File No. 763.72119/1391
The Minister in Sweden ( Morris) to the Secretary of State
[Received February 27, 3.50 a.m.]
1576. For Polk personally:
Referring to the [Legation’s] No. 1409, January 30, 1 p.m.1 Leube again saw me today. He prefaced his talk by giving me to understand that before he left Berlin on Saturday he had been in conversation with very high German officials and it was their desire that Leube give me the following information. Of course, as I cabled you before, they felt that this would be transmitted to you, although I have not told Leube this, nor have I entered into discussion on any of these matters with him.
Leube emphasizes the fact that he was told before he left Berlin that his Government, in principle, accepted the four points which were brought out in President Wilson’s last speech and stated that this would be made public today in a speech made by Chancellor Hertling. Leube particularly wished to bring out the fact that his friends in Berlin felt that if representatives of the various Governments could meet to discuss matters, much more could be accomplished towards bringing about peace than by the present system of public speeches and he even went so far as to say that they felt that peace might be brought about this way. In connection with this, he pointed out that they looked towards President Wilson as being by far the most important factor, wielding the most influence, and felt that if there was an understanding reached between Germany and President Wilson, this would undoubtedly be accepted [Page 140]by the other Allies who are now dependent on America in this war. However, there was some doubt in Leube’s mind as to what England’s position would be regarding the right of self-determination of nations and he questioned in this respect what would be their position regarding Ireland, Egypt, and India.

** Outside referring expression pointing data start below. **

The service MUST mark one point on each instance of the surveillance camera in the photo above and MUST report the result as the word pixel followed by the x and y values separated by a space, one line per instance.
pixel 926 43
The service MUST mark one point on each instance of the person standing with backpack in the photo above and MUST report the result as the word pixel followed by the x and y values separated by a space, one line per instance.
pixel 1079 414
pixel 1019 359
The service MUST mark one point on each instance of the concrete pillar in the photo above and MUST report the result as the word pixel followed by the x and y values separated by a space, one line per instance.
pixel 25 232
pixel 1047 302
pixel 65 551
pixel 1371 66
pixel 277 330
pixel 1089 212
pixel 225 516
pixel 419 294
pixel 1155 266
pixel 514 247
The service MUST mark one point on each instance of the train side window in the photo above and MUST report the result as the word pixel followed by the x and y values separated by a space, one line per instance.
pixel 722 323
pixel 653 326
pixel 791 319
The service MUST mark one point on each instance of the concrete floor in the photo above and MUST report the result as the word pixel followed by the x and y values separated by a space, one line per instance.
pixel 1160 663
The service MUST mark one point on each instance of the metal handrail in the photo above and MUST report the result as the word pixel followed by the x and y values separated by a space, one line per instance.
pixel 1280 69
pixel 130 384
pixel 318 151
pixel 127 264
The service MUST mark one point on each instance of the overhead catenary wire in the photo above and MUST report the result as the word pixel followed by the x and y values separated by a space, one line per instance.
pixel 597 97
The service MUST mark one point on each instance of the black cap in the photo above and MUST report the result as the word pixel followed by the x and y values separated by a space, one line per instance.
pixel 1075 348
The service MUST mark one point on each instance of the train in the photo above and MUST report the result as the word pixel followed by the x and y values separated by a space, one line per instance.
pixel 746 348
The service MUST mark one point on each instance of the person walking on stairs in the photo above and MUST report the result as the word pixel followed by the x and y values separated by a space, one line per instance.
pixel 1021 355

He further stated in this connection that the contemplated great offensive on the west front was being held in abeyance to see what result would be obtained from this speech of Hertling’s, affirming that the German Government accepted in principle the four points of Wilson’s speech. Leube stated the Emperor and his Government felt it their duty to avoid the great sacrifice of life which would be entailed on both sides by such an offensive if there was any possibility of coming to an understanding.